At present, ACOG recommends that the decision to use tamoxifen for reducing the risk of breast cancer be made on an individual basis after taking into consideration the patient’s medical history, risk assessment, and preferences. The American Society of Clinical Oncology defines appropriate risk as comparable to women in the BCPT - at least a 1.67% 5-year risk as calculated by the Gail model.

Although the NCI estimates that 29 million women in the United States are at great enough risk for breast cancer to be candidates for prophylactic therapy with tamoxifen, 20 mg/d, for 5 years, the means of calculating risk are not determined and there are risks of tamoxifen that are not accounted for by the Gail model. But, according to the NCI, those at high risk are women whose risk is equal to or greater than that of the average 60-year-old woman based on the Gail Model, a statistical model of breast cancer risk. The relative benefits of tamoxifen in women taking HRT and in those with specific breast cancer genotypes remains unclear.

We still have no definitive answer about the prophylactic use of tamoxifen for one group of women: cancer-free breast cancer survivors who were diagnosed 5 or more years ago, but who were not then treated with adjuvant tamoxifen.

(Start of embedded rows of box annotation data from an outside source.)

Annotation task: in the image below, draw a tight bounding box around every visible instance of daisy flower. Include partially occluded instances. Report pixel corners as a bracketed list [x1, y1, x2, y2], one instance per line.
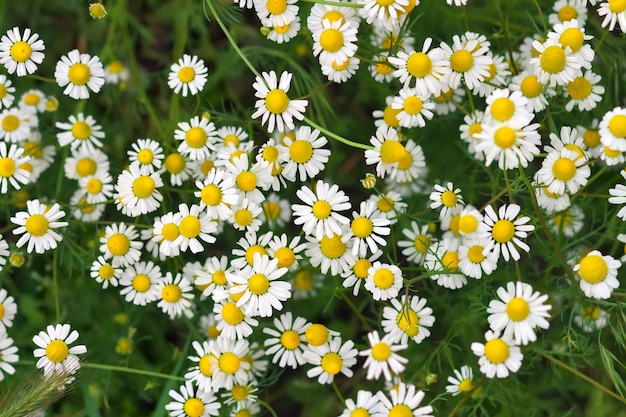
[251, 71, 308, 133]
[372, 382, 433, 417]
[277, 126, 330, 182]
[596, 0, 626, 32]
[174, 116, 217, 161]
[537, 148, 591, 194]
[0, 141, 31, 194]
[472, 330, 524, 378]
[89, 256, 122, 289]
[33, 324, 87, 377]
[230, 253, 291, 317]
[178, 203, 217, 253]
[291, 180, 350, 240]
[574, 250, 622, 300]
[115, 162, 163, 217]
[391, 87, 435, 128]
[263, 312, 310, 369]
[165, 381, 222, 417]
[304, 337, 358, 384]
[398, 221, 431, 265]
[155, 272, 194, 320]
[446, 365, 474, 396]
[359, 330, 409, 381]
[209, 336, 250, 391]
[0, 74, 15, 109]
[99, 223, 143, 267]
[113, 261, 163, 306]
[364, 261, 403, 301]
[478, 204, 535, 262]
[389, 37, 450, 96]
[167, 54, 208, 97]
[0, 26, 46, 77]
[0, 288, 17, 330]
[54, 49, 104, 100]
[11, 199, 69, 253]
[313, 19, 358, 65]
[487, 281, 552, 346]
[0, 328, 19, 381]
[529, 39, 582, 87]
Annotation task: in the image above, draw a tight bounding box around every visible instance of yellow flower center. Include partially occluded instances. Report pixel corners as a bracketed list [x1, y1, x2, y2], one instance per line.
[578, 255, 609, 284]
[222, 301, 244, 326]
[236, 171, 256, 193]
[491, 219, 515, 243]
[183, 398, 204, 417]
[540, 45, 567, 74]
[493, 126, 516, 149]
[107, 233, 130, 256]
[320, 233, 346, 259]
[552, 158, 576, 181]
[450, 49, 474, 72]
[25, 214, 49, 237]
[320, 29, 344, 52]
[46, 340, 70, 363]
[161, 284, 182, 303]
[178, 67, 196, 83]
[506, 297, 530, 321]
[396, 309, 420, 337]
[485, 339, 509, 365]
[9, 41, 33, 62]
[0, 156, 17, 178]
[406, 52, 433, 78]
[322, 352, 343, 375]
[67, 62, 91, 85]
[265, 88, 289, 114]
[133, 175, 156, 198]
[491, 97, 515, 122]
[178, 215, 202, 239]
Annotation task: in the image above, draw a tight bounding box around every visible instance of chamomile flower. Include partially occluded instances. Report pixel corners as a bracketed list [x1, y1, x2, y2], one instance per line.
[530, 39, 582, 87]
[230, 253, 291, 317]
[174, 116, 217, 161]
[117, 261, 163, 306]
[598, 0, 626, 33]
[0, 26, 46, 77]
[155, 272, 194, 320]
[165, 380, 222, 417]
[537, 147, 591, 194]
[291, 180, 350, 240]
[398, 221, 431, 265]
[89, 256, 122, 289]
[33, 324, 87, 376]
[100, 223, 143, 267]
[389, 37, 450, 96]
[251, 71, 308, 133]
[487, 281, 552, 346]
[373, 382, 433, 417]
[115, 162, 163, 217]
[0, 141, 31, 194]
[0, 74, 15, 109]
[167, 54, 208, 97]
[54, 49, 104, 100]
[263, 312, 310, 369]
[278, 126, 330, 181]
[446, 365, 474, 396]
[574, 250, 622, 300]
[471, 330, 524, 378]
[11, 199, 69, 253]
[304, 337, 358, 384]
[359, 330, 409, 381]
[478, 204, 535, 262]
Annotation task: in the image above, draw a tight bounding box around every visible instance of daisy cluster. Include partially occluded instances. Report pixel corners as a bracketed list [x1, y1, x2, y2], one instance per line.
[0, 0, 626, 417]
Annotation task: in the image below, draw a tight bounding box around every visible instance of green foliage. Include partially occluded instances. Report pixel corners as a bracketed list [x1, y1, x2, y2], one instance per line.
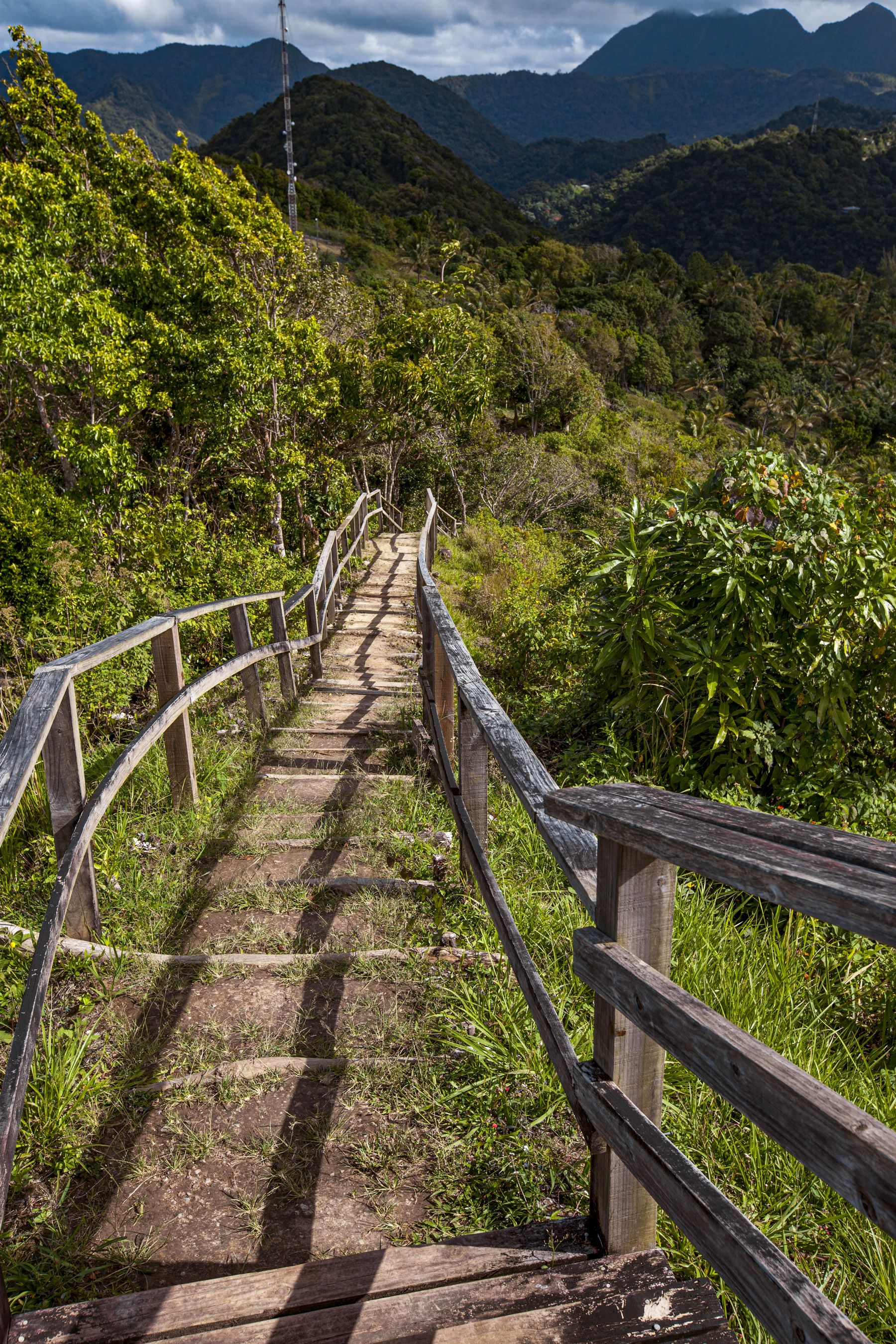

Data from several NSABP protocols examined the subsequent risk of breast cancer in women who survived disease-free for 5 years following an initial diagnosis of invasive breast cancer and who had not received adjuvant tamoxifen. The subsequent 5-year cumulative risk of contralateral invasive breast cancer was 3.4%, which is close to the 3.3% risk for invasive breast cancer in the placebo arm of the P-1 trial; the cumulative risk of all invasive breast cancer in such women was 14.4%. The decision to use tamoxifen for risk reduction in these patients must be based on an assessment of the duration and quality of life remaining, the risks as well as potential benefits of tamoxifen, and the presence of competing morbidity that may weigh against the use of tamoxifen. For example, tamoxifen may be appropriate in a 50-year-old woman who is otherwise healthy, but less suitable for a 68-year-old woman with a history of cataracts and DVT.